The type of the expression bar is "6-element array of unsigned char" (unsigned char [6]); in most cases, the type would be implicitly converted to "pointer to unsigned char" (unsigned char *). However, when you call pass_char_ref, you call it as
pass_char_ref(&bar);
The & operator prevents the implicit conversion from taking place, and the type of the expression &bar is "pointer to 6-element array of unsigned char" (unsigned char (*)[6]), which obviously doesn't match the prototype
void pass_char_ref(unsigned char *foo) {...}
In this particular case, the right answer is to ditch the & in the function call and call it as
pass_char_ref(bar);
Now for the second issue. In C, you cannot assign string values using the = operator the way you can in C++ and other languages. In C, a string is an array of char with a terminating 0, and you cannot use = to assign the contents of one array to another. You must use a library function like strcpy, which expects parameters of type char *:
void pass_char_ref(unsigned char *foo)
{
strcpy((char *)foo, "hello");
}
Here's a table of array expressions, their corresponding types, and any implicit conversions, assuming a 1-d array of type T (T a[N]):
Expression Type Implicitly converted to
---------- ---- -----------------------
a T [N] T *
&a T (*)[N]
a[0] T
&a[0] T *
Note that the expressions a, &a, and &a[0] all give the same value (the address of the first element in the array), but the types are all different.

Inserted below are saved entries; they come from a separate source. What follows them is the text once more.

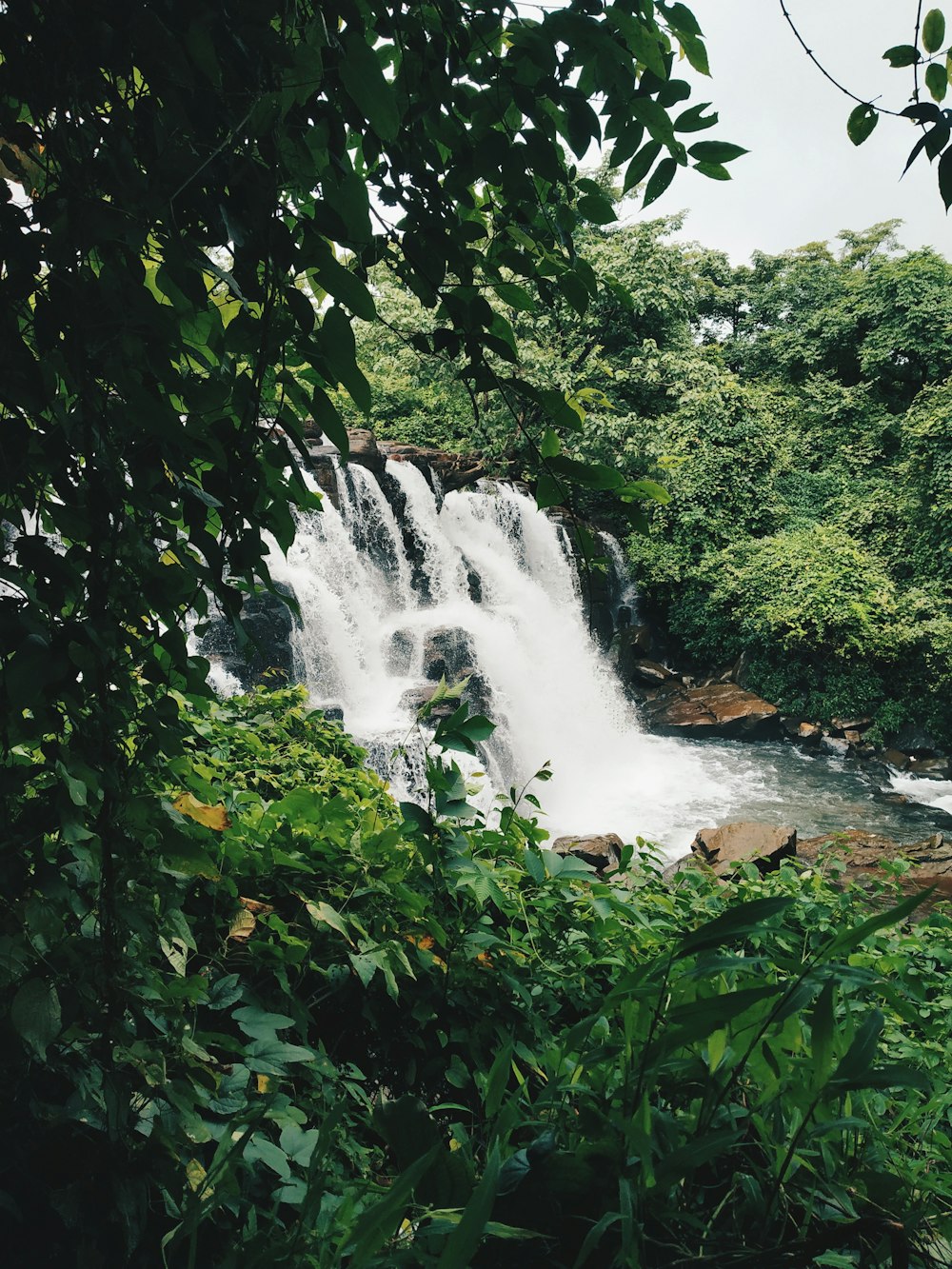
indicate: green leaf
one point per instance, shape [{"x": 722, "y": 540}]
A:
[
  {"x": 933, "y": 30},
  {"x": 323, "y": 914},
  {"x": 270, "y": 1056},
  {"x": 861, "y": 122},
  {"x": 34, "y": 1014},
  {"x": 737, "y": 922},
  {"x": 516, "y": 296},
  {"x": 590, "y": 475},
  {"x": 695, "y": 50},
  {"x": 946, "y": 178},
  {"x": 327, "y": 419},
  {"x": 848, "y": 940},
  {"x": 716, "y": 151},
  {"x": 597, "y": 208},
  {"x": 551, "y": 443},
  {"x": 822, "y": 1033},
  {"x": 367, "y": 87},
  {"x": 902, "y": 54},
  {"x": 380, "y": 1222},
  {"x": 695, "y": 119},
  {"x": 714, "y": 170},
  {"x": 346, "y": 287},
  {"x": 259, "y": 1024},
  {"x": 548, "y": 492},
  {"x": 640, "y": 165},
  {"x": 856, "y": 1062},
  {"x": 659, "y": 180},
  {"x": 937, "y": 80},
  {"x": 465, "y": 1240}
]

The use of the address of operator (&) on arrays is no longer allowed. I agree that it makes more sense to do &bar rather than bar, but since arrays are ALWAYS passed by reference, the use of & is redundant, and with the advent of C++ the standards committee made it illegal.
so just resist the urge to put & before bar and you will be fine.
Edit: after a conversation with Roger, I retract the word illegal. It's legal, just not useful.